[注] 本稿はCRISP_SCIENCEのCRISPR関連ツイート(2017年12月3日)に準拠しています。

1.CRISPR/Cas9タンパク質とドナーDNAを接合子にエレクトロポレーションすることで遺伝子編集ラットを作出
  • [出典] "Generation of gene-edited rats by delivery of CRISPR/Cas9 protein and donor DNA into intact zygotes using electroporation" Remy S, ~ Anegon I. Sci Rep. 2017 Nov 29;7(1):16554
  • マイクロインジェクションにかわりエレクトロポレーションにより、NHEJを介した15−50%のノックアウト効率、〜100-nt ssODNをドナー・テンプレートとして利用することで、25−100%のノックイン効率を実現。より長いssODNまたはss/dsDNAの挿入は実現せず。
2.効率的なゲノム編集のためにブタ卵母細胞にCRISPR/Cas9 mRNAをマイクロインジェクションするタイミングは、電気刺激による活性化の6時間後(前核形成時)が最適
  • [出典] "Timing of CRISPR/Cas9-related mRNA microinjection after activation as an important factor affecting genome editing efficiency in porcine oocytes" Sato M, ~ Miyoshi K. Theriogenology. Available online 26 November 2017
  • 先行研究では電気刺激活性化直後にマイクロインジェクションすることでゲノム編集を実現したが、モザイク状の胚盤胞が発生し、また、編集効率は50%に止まった。今回、編集効率は69%に達したが、モザイク現象は減少しなかった。
3.BE3によるアフリカツメガエル胚の一塩基編集
  • [出典] "Targeted Base Editing via RNA-Guided Cytidine Deaminases in Xenopus laevis Embryos" Park DS, Yoon M, Kweon J, Jang AH, Kim Y, Choi SC. 
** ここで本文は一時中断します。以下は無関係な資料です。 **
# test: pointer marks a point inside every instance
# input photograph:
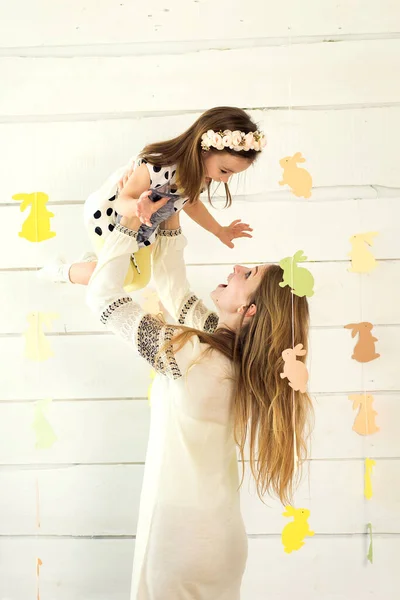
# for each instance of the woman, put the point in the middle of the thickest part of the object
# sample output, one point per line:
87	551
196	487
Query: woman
217	386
    Mol Cells. 2017 Nov 30;40(11):823-827.
  • チロシナーゼを標的とするBE3 RNPにより一塩基変換を20.5%の効率で達成し、オフターゲット作用無しに皮膚白皮症の表現型を生成;tp53遺伝子を標的とする一塩基変換も確認
4.CRISPRイメージングにより植物細胞内テロメア動態を観察
  • [出典] "Live-cell CRISPR imaging in plants reveals dynamic telomere movements" Dreissig S, ~ Puchta H, Houben A. Plant J. 2017 Aug;91(4):565-573. Published online 2017 Jul 14.
  • Nicotiana benthamianaの生細胞においてテロメアの反復配列を標的とするsgRNAと、Sp-dCas9またはSa-dCas9にeGFPまたはmRuby2を融合したコンストラトにより、テロメアの動態をin situ観察(Figure 1とFigure 4参照)。また、テロメア反復配列結合タンパク質TRB1の蛍光標識を組み合わせて、DNAータンパク質間相互作用観察も観察(Figure 5)
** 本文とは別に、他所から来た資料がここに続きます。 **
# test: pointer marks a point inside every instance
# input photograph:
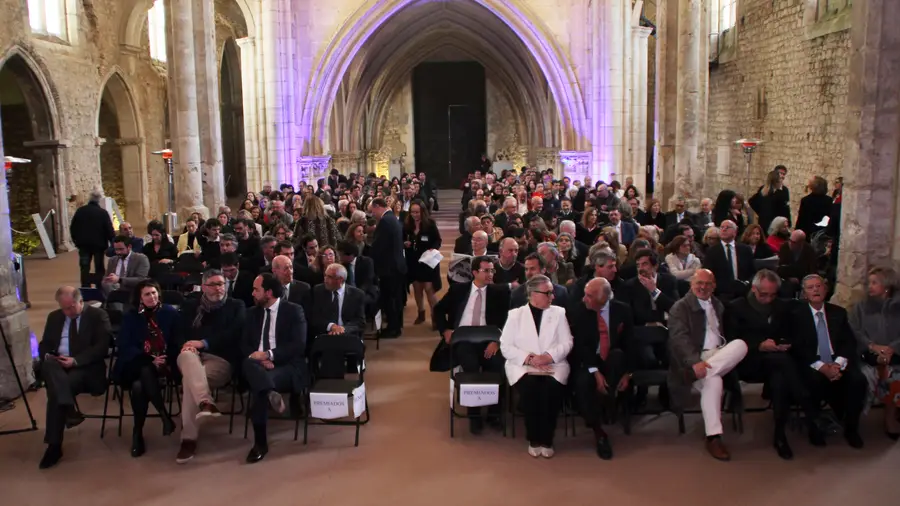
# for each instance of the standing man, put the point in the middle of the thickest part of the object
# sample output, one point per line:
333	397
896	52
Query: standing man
701	357
91	231
390	266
Live-cell CRISPR imaging 1 Live-cell CRISPR imaging 2
5.Arabidopsis thalianaにおいてCRISPR/Cas9が誘導するDSBの修復モードは内在配列に依存する
  • [出典] "Endogenous sequence patterns predispose the repair modes of CRISPR/Cas9-induced DNA double-stranded breaks in Arabidopsis thaliana" Vu GTH, Cao HX, Fauser F, Reiss B, Puchta H, Schubert I. Plant J. 2017 Oct;92(1):57-67. First published 14 August 2017.
  • CRISPR/Cas9がA. thalianaの三種類の遺伝子座に誘導する変異スペクトルをロング・アンプリコン・ライブラリーのディープ・シーケンシングで解析し、1-bp〜<1000-bpの範囲そしてまたは極めて短い挿入、NHEJによる1-kbpを超える欠失(NHEJに依る)および5-bpから100-bpを超える挿入を伴う欠失(synthesis-dependent strand annealing (SDSA)様の機構に依る)が、もっとも高頻度で発生し、また、変異スペクトルがDSBサイト周囲のDNA配列(反復配列、cis 相同配列、マイクロホモロジーなどの存否・配置)に依存することを見出した。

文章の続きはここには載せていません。